Speech Recognition in Four Listening Conditions

Sentences from the Korean Standard Sentence Lists for Adults (KS-SL-A)33 were used to evaluate speech recognition in four listening conditions: (1) natural sentences, (2) sentences with a 30% time-compression (TC), (3) sentences with multi-talker noise that had a 0 dB signal-to-noise ratio (SNR), and (4) sentences with multi-talker noise and a 30% TC. Each listening condition included 20 sentences. The sentence recognition score (SRS) was calculated in percent correct based on keyword scoring. Research has shown that the association between working memory and speech recognition in adverse listening conditions depends on target speech signal and masking noise.25 Listening conditions with 8-talker babble noise, from a collection of multiple passages spoken by a female and a male talker, were included to ensure enough lexical complexity and informational masking with no floor effect. TC by 30% was determined based on previous studies34 and pilot study results that showed a significant drop in speech recognition performance while the target speech signal still sounded natural with little distortion in pitch with this level.

Equipment and Stimuli

In the present study, we used auditory stimuli for both working memory tasks and sentence recognition tasks. All stimuli were recorded by a male and a female native Korean speaker, using the Computerized Speech Lab (Kay Elemetrics Co., Model 4500) with a Shure SM58 microphone located 10 cm from the speaker. All the recorded stimuli within a task were equalized in the root-mean-squared (RMS) level using Adobe Audition version 3.0 (Adobe Systems Incorporated, San Jose, CA, USA). The RMS level of target speech signal and 8-talker babble noise was matched to generate the 0 dB SNR condition. A speech synthesizer, STRAIGHT,35 was implemented in MATLAB (The Mathworks, Inc., R2016b) to apply TC to the target speech signal by 30% (compress 1-second sentence to 0.7-second sentence) with pitch correction.

Study Protocol

All experimental tasks, as well as hearing assessments, including basic audiometry, tympanometry, and WRS, were performed in a double-walled audiometric sound booth.

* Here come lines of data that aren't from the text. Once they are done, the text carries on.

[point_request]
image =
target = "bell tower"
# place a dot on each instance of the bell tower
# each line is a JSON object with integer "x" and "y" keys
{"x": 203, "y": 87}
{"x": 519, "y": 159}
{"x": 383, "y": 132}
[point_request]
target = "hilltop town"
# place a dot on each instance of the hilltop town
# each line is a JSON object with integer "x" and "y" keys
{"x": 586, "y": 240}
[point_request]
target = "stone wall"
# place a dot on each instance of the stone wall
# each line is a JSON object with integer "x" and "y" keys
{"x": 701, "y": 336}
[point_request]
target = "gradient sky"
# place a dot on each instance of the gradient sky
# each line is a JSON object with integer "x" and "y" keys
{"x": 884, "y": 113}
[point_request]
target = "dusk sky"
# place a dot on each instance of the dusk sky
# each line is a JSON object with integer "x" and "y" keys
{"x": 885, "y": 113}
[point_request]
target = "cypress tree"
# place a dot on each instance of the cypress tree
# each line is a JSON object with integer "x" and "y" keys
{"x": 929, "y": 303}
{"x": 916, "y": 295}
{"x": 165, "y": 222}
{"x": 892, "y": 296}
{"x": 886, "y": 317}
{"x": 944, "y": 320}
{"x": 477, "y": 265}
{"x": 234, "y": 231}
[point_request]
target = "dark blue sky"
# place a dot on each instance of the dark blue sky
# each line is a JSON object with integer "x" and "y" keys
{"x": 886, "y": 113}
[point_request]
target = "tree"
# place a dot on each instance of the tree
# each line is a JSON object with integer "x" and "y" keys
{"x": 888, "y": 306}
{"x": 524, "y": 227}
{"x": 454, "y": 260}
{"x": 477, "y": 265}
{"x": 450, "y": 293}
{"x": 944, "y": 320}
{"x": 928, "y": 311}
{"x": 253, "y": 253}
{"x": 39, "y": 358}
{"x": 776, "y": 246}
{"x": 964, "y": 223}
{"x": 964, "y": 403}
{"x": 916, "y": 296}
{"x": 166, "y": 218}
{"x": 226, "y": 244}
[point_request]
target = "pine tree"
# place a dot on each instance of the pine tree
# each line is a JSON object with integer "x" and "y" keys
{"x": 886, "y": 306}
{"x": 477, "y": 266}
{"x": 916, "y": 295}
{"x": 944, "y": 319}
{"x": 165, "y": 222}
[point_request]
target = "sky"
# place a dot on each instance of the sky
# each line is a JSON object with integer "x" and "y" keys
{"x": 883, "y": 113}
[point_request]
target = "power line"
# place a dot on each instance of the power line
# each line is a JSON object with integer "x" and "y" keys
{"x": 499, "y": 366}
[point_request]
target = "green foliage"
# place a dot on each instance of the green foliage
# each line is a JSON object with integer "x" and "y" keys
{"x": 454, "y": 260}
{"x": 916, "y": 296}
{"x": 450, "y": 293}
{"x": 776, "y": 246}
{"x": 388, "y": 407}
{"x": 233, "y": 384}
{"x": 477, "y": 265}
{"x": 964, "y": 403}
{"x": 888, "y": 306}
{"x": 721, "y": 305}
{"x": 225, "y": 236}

The participants completed the working memory tasks and speech recognition tests with sound stimuli presented by a single loudspeaker placed at 0 degrees and 45 cm from the participant. Stimuli were presented using a clinical audiometer (GSI 61, VIASYS Healthcare, Inc., Madison, WI, USA), and statistics were calculated with MATLAB software (The Mathworks, Inc., R2016b).

Statistical Analysis

To examine the relationship between auditory working memory and speech recognition in adverse listening conditions, we used a stepwise multiple regression model, and the results were compared between both age groups. Listeners’ auditory working memory scores, as well as age and hearing sensitivity, were included in the model to explore which variable can significantly predict speech recognition performance in each listening condition, respectively. The unique contribution of each significant predictor to speech recognition performance was examined by running a partial correlation.

Results

Participant Characteristics

Older listeners’ mean pure-tone average (PTA; 0.5, 1, 2, and 4 kHz) was 24.42 and 22.75 dB HL for right and left ears, respectively. Figure 1 illustrates the average hearing thresholds across two ears in both younger and older participants. Younger participants were all normal hearing listeners with pure-tone thresholds at or less than 20 dB HL across all the octave-scale frequencies. All participants presented with type A tympanogram in their test ear. The mean WRS measured at the better ear was 100% and 97.39% for the younger and older groups, respectively.

Figure 1

Hearing thresholds averaged across both ears in older and younger listeners. Grey lines represent each individual’s hearing thresholds, and black dots indicate the mean hearing thresholds with error bars reflecting ±1 standard deviation at octave-scale frequencies.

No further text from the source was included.